In 9 of 12 cases, the same cytogenetic abnormality observed at the time
of MDS diagnosis was detected by FISH in the pre-HDC specimens. Our
findings support the hypothesis that, in many cases of posttransplant
MDS, the stem cell damage results from prior conventional-dose
chemotherapy and may be unrelated to HDC or the transplantation process itself.
© 1999 by The American Society of Hematology.
 |
INTRODUCTION |
MYELODYSPLASTIC syndromes (MDS) are a
heterogeneous group of hematologic disorders characterized by
peripheral cytopenias associated with ineffective hematopoiesis in the
bone marrow.1 The illnesses can be primary (de novo) or
develop secondarily in patients previously treated for malignant and
nonmalignant disorders with cytotoxic agents, particularly alkylating
agents2,3 and/or radiotherapy.4,5 In the last
10 years, high-dose chemotherapy (HDC) followed by autologous bone
marrow transplantation (ABMT) or peripheral blood stem cell
transplantation (PBSCT) has been used with increasing frequency for the
treatment of both hematologic malignancies and solid
tumors.6,7 Secondary MDS are well-known complications of
antineoplastic therapy8,9 and recently have been described
with an increasing incidence after autologous
transplantation.10,11 It is not clear, however, whether the
stem cell damage leading to MDS is already present in pretransplant
hematopoietic progenitors, and probably caused by pretransplant
conventional-dose chemotherapy or if it arises during or after the HDC
used for the transplant procedure.12,13
To address this question, we studied pretransplant marrow or stem-cell
specimens from 12 patients who had received HDC with autologous marrow
or stem cell transplantation for the treatment of a lymphoma or solid
tumor and have subsequently developed posttransplant MDS.

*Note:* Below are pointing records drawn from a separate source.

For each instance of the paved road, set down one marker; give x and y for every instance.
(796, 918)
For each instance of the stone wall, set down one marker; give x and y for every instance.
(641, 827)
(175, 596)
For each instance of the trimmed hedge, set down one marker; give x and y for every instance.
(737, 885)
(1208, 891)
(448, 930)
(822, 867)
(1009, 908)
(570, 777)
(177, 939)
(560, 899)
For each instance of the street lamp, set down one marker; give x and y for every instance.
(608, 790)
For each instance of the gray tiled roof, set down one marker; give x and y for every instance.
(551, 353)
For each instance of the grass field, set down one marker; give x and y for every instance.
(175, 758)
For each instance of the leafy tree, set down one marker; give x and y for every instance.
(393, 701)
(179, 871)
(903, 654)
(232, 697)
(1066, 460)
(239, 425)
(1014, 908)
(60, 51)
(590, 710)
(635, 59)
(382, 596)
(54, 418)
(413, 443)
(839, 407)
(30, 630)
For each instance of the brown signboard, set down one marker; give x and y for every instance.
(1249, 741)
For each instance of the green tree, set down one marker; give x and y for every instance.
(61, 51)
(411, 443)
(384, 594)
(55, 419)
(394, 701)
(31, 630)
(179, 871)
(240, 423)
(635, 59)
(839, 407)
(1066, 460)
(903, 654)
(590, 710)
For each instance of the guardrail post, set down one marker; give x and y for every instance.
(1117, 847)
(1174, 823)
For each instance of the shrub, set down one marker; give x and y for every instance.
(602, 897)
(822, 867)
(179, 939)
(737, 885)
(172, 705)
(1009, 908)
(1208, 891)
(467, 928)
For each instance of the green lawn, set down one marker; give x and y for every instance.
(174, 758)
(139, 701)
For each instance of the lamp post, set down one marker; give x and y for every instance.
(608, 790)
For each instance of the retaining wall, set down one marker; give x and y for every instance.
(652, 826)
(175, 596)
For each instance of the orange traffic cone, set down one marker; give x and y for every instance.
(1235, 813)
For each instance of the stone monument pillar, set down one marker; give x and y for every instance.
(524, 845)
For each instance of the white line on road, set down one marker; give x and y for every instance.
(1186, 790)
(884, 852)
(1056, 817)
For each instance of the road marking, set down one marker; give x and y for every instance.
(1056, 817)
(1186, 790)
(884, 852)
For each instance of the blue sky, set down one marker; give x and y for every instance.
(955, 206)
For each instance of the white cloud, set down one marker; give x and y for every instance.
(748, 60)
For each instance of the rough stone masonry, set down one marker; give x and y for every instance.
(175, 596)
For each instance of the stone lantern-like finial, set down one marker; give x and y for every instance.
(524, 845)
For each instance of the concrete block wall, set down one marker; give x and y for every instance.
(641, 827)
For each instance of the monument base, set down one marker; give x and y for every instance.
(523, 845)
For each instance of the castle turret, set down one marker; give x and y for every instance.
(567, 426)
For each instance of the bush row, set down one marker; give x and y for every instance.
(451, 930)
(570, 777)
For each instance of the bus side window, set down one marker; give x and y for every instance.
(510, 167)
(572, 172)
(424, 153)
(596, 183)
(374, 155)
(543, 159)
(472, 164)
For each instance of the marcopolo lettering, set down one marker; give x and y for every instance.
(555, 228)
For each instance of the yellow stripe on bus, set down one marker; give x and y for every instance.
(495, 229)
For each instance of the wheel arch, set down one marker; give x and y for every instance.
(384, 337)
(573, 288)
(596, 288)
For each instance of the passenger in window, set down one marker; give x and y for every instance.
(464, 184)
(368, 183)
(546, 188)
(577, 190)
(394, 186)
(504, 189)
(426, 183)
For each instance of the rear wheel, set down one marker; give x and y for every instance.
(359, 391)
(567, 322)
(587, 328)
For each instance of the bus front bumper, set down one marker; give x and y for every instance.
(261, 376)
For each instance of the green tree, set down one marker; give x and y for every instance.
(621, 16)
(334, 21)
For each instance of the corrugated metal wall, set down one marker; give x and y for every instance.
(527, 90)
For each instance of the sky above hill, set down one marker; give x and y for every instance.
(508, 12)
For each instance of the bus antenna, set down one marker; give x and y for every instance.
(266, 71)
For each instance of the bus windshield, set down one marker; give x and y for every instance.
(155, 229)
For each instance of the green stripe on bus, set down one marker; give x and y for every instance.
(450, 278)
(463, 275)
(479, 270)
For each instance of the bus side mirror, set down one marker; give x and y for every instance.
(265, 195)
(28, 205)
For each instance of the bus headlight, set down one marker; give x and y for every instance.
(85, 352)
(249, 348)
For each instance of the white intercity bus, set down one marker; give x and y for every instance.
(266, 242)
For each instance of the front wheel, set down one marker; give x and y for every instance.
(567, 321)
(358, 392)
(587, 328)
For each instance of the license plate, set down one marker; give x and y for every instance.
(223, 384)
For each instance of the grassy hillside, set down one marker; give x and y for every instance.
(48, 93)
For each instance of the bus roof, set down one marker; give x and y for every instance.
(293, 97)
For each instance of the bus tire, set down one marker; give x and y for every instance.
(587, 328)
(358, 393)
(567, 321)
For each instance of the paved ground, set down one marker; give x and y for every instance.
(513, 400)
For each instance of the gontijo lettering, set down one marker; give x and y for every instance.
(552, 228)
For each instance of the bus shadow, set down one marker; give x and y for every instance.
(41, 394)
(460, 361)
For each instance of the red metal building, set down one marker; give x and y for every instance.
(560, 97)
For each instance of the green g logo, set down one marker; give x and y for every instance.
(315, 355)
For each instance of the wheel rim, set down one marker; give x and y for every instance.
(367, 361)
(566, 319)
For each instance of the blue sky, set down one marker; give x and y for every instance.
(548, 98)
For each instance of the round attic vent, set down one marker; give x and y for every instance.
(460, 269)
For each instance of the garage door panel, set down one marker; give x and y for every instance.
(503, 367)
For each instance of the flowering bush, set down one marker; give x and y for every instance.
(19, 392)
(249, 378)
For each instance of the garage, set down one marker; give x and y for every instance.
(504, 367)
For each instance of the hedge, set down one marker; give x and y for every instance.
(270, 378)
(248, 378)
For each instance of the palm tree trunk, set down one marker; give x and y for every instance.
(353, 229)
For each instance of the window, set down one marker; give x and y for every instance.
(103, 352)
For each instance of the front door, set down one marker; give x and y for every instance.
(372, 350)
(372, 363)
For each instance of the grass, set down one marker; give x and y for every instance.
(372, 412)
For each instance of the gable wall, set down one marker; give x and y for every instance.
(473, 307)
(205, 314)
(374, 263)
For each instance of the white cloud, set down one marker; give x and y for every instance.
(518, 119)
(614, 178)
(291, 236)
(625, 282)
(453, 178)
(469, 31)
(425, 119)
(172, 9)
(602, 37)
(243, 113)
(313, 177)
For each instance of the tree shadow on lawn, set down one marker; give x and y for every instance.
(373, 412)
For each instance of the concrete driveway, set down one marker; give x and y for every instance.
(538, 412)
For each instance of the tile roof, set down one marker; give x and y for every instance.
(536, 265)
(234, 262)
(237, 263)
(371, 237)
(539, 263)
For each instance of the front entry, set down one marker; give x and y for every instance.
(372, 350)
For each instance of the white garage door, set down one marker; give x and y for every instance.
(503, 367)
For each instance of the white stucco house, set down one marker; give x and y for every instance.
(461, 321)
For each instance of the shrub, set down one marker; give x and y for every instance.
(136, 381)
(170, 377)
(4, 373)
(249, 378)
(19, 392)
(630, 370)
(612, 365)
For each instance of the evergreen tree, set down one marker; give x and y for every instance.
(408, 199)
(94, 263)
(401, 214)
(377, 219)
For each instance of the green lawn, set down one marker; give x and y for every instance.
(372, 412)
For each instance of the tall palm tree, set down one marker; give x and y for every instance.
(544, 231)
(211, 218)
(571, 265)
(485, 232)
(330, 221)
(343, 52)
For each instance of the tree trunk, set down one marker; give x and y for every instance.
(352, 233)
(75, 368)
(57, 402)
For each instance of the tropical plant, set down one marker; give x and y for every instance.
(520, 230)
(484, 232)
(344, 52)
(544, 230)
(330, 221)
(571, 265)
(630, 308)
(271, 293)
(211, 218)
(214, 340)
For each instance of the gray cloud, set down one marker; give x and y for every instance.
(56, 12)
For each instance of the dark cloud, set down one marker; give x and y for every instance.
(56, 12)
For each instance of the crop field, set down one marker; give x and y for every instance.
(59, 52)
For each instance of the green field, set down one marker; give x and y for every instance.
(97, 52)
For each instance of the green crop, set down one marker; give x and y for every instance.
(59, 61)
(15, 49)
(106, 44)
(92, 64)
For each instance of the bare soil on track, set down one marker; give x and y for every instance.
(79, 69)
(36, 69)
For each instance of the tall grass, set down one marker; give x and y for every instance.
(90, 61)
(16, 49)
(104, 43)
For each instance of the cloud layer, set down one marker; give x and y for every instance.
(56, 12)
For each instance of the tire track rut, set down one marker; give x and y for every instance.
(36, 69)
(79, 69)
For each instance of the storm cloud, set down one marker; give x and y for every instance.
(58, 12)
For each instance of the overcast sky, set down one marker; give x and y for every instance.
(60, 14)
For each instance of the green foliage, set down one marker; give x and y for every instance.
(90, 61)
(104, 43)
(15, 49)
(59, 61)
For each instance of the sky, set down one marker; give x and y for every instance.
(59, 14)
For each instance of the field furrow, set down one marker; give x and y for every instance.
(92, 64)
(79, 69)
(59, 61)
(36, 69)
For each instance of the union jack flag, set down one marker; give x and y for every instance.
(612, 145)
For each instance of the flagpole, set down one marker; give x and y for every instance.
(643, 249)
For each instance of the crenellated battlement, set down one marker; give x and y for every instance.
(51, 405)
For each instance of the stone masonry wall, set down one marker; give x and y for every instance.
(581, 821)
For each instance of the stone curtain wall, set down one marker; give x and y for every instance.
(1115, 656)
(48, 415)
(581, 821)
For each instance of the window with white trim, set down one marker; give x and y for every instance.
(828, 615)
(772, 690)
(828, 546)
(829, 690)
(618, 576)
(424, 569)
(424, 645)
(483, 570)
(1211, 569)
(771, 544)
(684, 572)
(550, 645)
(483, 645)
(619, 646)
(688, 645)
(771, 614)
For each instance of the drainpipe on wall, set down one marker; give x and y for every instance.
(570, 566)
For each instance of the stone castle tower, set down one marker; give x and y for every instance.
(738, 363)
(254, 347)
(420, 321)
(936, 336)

Posttransplant bone marrow specimens obtained from all patients at the
time of MDS diagnosis exhibited 1 or more MDS-related cytogenetic abnormalities. These posttransplant cytogenetic abnormalities were used
as markers to determine retrospectively, by using fluorescence in situ
hybridization (FISH), whether the abnormal MDS clone was present in
pretransplant marrow or peripheral blood stem cell specimens.
 |
MATERIALS AND METHODS |
Patient eligibility.
Patients were identified retrospectively from the Bone Marrow
Transplantation Databases of the three institutions participating in
the study. Patients eligible for study met the following criteria:
| (1) |
They had undergone HDC with bone marrow and/or stem cell rescue for the
treatment of Hodgkin's or non-Hodgkin's lymphoma (NHL) or solid
malignancy. Patients transplanted for leukemia or myeloid disorders
were excluded from the study.
|
| (2) |
Morphologic examination of bone marrow aspirates and core biopsies
performed before transplant had not shown any dysplastic changes or
evidence of the primary malignancy.
|
| (3) |
They had developed posttransplant MDS, diagnosed according to
French-American-British (FAB) criteria.14
|
| (4) |
Bone marrow specimens obtained at the time of diagnosis of
posttransplant MDS exhibited 1 or more MDS-related15
cytogenetic abnormalities for which a FISH probe was available.
|
| (5) |
Pretransplant bone marrow or stem cell specimens were available for
analysis, in the form of cryopreserved cells or archival marrow smears.
|
Cytogenetic analysis.
Standard G-banding cytogenetic technique was performed on direct
preparations and short-term unstimulated cultures of fresh or thawed
heparinized bone marrow. Karyotypes were designated according to the
International System for Human Cytogenetic Nomenclature.16
Molecular cytogenetic (FISH) analysis.
In 8 cases, cryopreserved, pretransplant marrow or stem cell specimens
were available for analysis. These were thawed and prepared
(uncultured) for interphase FISH analysis after standard molecular
cytogenetic techniques, including a 20-minute incubation at 37°C in
hypotonic solution (0.075 mol/L KCl) and fixing in methanol/acetic acid
3:1. One or more slides were prepared per patient and per cytogenetic
abnormality. Cells were then denatured for 3 minutes at 73°C in 70%
formamide/2× SSC and dehydrated in an ethanol series. In 4 cases,
analysis was performed on archived pretransplant bone marrow smears.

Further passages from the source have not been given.